The Egyptian exile played a similar role in readying us for receiving the Torah. The chief flaws in our midos usually stem from the physical, material side of ourselves. Avraham was told in advance about the bitter exile that his descendents would have to endure in Egypt. This exile was unrelated to any sin on their part. Rather, the harshness of their treatment in Egypt would purify their physical selves. It would tone down the shrill call of the physical for more pampering and more recognition. This, too, would help them in their struggle to improve their inner selves, and was part of the necessary preparation for kabbalas haTorah.

This analysis yields an illuminating dividend. Before we could properly receive the Torah, we needed to prepare ourselves by refining our midos. The Torah’s implicit model of such refinement is the avos and their connection with seven of the sefiros. We were also promised the lands of seven peoples who lived in the Land before it was given to us.

This is no coincidence. Each tract of land, formerly in the hands of one of the peoples who dwelled there, corresponded to one of the ten sefiros that we had also been “acquired” in the centuries of preparation for kabbalas haTorah. Interestingly, there are three sefiros so elevated that they are not a main focus of our attention and energies. Keser, chochmah and binah are not typically objects of our avodah. 8 Corresponding to them are the lands of three peoples – the Keini, the Kenizi, and the Kadmoni – which never became ours in the years of conquest.

The connection is unmistakable. While the avos had some grasp of the three most elevated sefiros, it was not strong enough to blaze a trail to them for the Jewish people. The tikkun in these sefiros would await the coming of Moshiach. So would our acquisition of the final three portions of the Land.

What was true for the Jewish people remains true for each individual. Each of us is charged to perfect his or her midos before laying claim to our individual portions of Torah. We must remember that at the beginning of our individual journeys there is the recognition of shomayim v’aretz – that within our personal universes there are heavenly elements, but there are also some very earthly ones, from which spring forth al sorts of deficiencies and weaknesses.

The beginning of the journey, the very first command, is that there should be light. Where there is Divine illumination, all the darkness of the soul disappears.
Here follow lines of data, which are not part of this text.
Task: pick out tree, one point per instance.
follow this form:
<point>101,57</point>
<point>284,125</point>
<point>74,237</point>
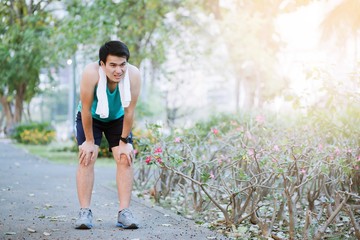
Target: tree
<point>25,49</point>
<point>343,22</point>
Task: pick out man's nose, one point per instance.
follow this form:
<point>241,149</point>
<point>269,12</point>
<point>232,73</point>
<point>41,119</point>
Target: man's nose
<point>118,69</point>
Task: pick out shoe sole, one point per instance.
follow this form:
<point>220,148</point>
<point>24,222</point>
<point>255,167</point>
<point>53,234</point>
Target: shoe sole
<point>132,226</point>
<point>84,226</point>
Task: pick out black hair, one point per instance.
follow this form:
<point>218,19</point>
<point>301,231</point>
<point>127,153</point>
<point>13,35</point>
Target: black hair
<point>116,48</point>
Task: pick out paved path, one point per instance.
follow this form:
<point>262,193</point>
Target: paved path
<point>39,195</point>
1 Based on Nesivos Shalom, pgs. 13-15
2 Shaarei Kedushah Part 1 Shaar 2
3Avodah Zarah 25A
4Avos 4:21
5It is more than unfortunate that non-traditional elements have co-opted the word tikkun to mean the opposite of its intended usage. They support all kinds of activities (many of them quite admirable!) under the banner of tikkun olam. The teaching of so much of our mesorah is that making the world a better place by addressing individual problems – which must in fact be done – is only a small part of what is expected of us. As Torah Jews, we are ultimately responsible for treating the illness, not the symptoms, and that requires binding seven midos of Hashem Himself through mitzvos, learning, and spreading full consciousness of an undiluted Unity of G-d to the entire world.
6 Besides the avos, these are Yosef, Moshe, Aharon, and Dovid. Each is linked to one of the seven lower sefiros of the ten. A full discussion of the nature of the sefiros – so important in the vocabulary of both kabbalah and chassidus – is beyond the scope of this essay. Suffice it for this piece to realize that some even translate “sefiros” as “midos.” The ten sefiros are midos/emanations/characteristics of G-d as discerned by Man. Making them more fully part of this world banishes the existence of evil, and is a core ingredient of tikkun.
7 Among other things, it is related to propagation.